Survival of hypoxic human mesenchymal stem cells is enhanced by a positive feedback loop involving miR-210 and hypoxia-inducible factor 1.
- Author:
Woochul CHANG
1
;
Chang Youn LEE
;
Jun Hee PARK
;
Moon Seo PARK
;
Lee So MAENG
;
Chee Soon YOON
;
Min Young LEE
;
Ki Chul HWANG
;
Yong An CHUNG
Author Information
- Publication Type:Original Article ; Research Support, Non-U.S. Gov't
- Keywords: cell survival; human mesenchymal stem cells; hypoxia; hypoxia inducible factor-1; microRNA-210
- MeSH: Cell Survival; Cobalt; Gene Expression Regulation/*physiology; Humans; Hypoxia-Inducible Factor 1, alpha Subunit/genetics/*metabolism; Mesenchymal Stromal Cells/drug effects/metabolism/*physiology; MicroRNAs/*metabolism; Oxygen/pharmacology; *Oxygen Consumption; RNA, Small Interfering/metabolism
- From:Journal of Veterinary Science 2013;14(1):69-76
- CountryRepublic of Korea
- Language:English
- Abstract: The use of mesenchymal stem cells (MSCs) has emerged as a potential new treatment for myocardial infarction.
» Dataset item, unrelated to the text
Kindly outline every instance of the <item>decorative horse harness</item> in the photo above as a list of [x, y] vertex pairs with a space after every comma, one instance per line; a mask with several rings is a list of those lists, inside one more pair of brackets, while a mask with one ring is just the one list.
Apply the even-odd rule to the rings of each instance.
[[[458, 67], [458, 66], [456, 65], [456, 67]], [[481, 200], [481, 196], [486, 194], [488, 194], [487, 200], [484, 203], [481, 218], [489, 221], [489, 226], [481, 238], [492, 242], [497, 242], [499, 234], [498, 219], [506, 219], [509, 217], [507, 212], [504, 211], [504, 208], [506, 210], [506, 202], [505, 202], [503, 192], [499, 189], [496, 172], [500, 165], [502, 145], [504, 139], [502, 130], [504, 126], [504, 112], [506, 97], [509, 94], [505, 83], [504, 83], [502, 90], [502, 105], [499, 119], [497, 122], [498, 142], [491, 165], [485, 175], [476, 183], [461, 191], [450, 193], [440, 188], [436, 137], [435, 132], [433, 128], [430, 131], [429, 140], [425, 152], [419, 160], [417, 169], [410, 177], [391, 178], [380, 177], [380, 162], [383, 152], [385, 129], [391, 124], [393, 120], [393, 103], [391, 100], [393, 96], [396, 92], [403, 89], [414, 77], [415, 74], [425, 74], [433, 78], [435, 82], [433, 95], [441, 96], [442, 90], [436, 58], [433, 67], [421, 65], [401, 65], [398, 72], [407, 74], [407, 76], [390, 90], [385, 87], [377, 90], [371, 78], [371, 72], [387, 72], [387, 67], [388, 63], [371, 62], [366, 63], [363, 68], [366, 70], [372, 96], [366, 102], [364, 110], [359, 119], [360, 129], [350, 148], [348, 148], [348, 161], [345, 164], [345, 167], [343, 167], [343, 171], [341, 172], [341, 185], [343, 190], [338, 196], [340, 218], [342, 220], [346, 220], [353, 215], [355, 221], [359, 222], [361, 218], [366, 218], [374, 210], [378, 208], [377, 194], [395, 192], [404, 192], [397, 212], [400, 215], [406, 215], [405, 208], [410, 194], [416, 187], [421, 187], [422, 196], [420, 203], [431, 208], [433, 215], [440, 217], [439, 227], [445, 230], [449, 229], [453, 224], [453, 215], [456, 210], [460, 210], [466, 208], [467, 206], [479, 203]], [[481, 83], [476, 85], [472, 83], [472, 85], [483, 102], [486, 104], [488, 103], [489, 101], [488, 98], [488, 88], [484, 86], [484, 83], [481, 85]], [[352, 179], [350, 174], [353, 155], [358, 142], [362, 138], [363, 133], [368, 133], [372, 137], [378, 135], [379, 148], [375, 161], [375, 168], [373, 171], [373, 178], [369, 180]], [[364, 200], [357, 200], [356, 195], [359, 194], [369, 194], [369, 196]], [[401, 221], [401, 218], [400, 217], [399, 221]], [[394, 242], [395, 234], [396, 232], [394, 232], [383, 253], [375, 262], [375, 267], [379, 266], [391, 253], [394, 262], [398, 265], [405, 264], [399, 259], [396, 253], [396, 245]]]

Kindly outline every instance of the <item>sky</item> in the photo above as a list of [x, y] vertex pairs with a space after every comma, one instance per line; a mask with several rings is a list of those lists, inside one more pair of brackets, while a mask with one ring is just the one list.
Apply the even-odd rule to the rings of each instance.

However, the poor viability of MSCs after transplantation critically limits the efficacy of this new strategy. The expression of microRNA-210 (miR-210) is induced by hypoxia and is important for cell survival under hypoxic conditions. Hypoxia increases the levels of hypoxia inducible factor-1 (HIF-1) protein and miR-210 in human MSCs (hMSCs). miR-210 positively regulates HIF-1alpha activity. Furthermore, miR-210 expression is also induced by hypoxia through the regulation of HIF-1alpha. To investigate the effect of miR-210 on hMSC survival under hypoxic conditions, survival rates along with signaling related to cell survival were evaluated in hMSCs over-expressing miR-210 or ones that lacked HIF-1alpha expression. Elevated miR-210 expression increased survival rates along with Akt and ERK activity in hMSCs with hypoxia. These data demonstrated that a positive feedback loop involving miR-210 and HIF-1alpha was important for MSC survival under hypoxic conditions.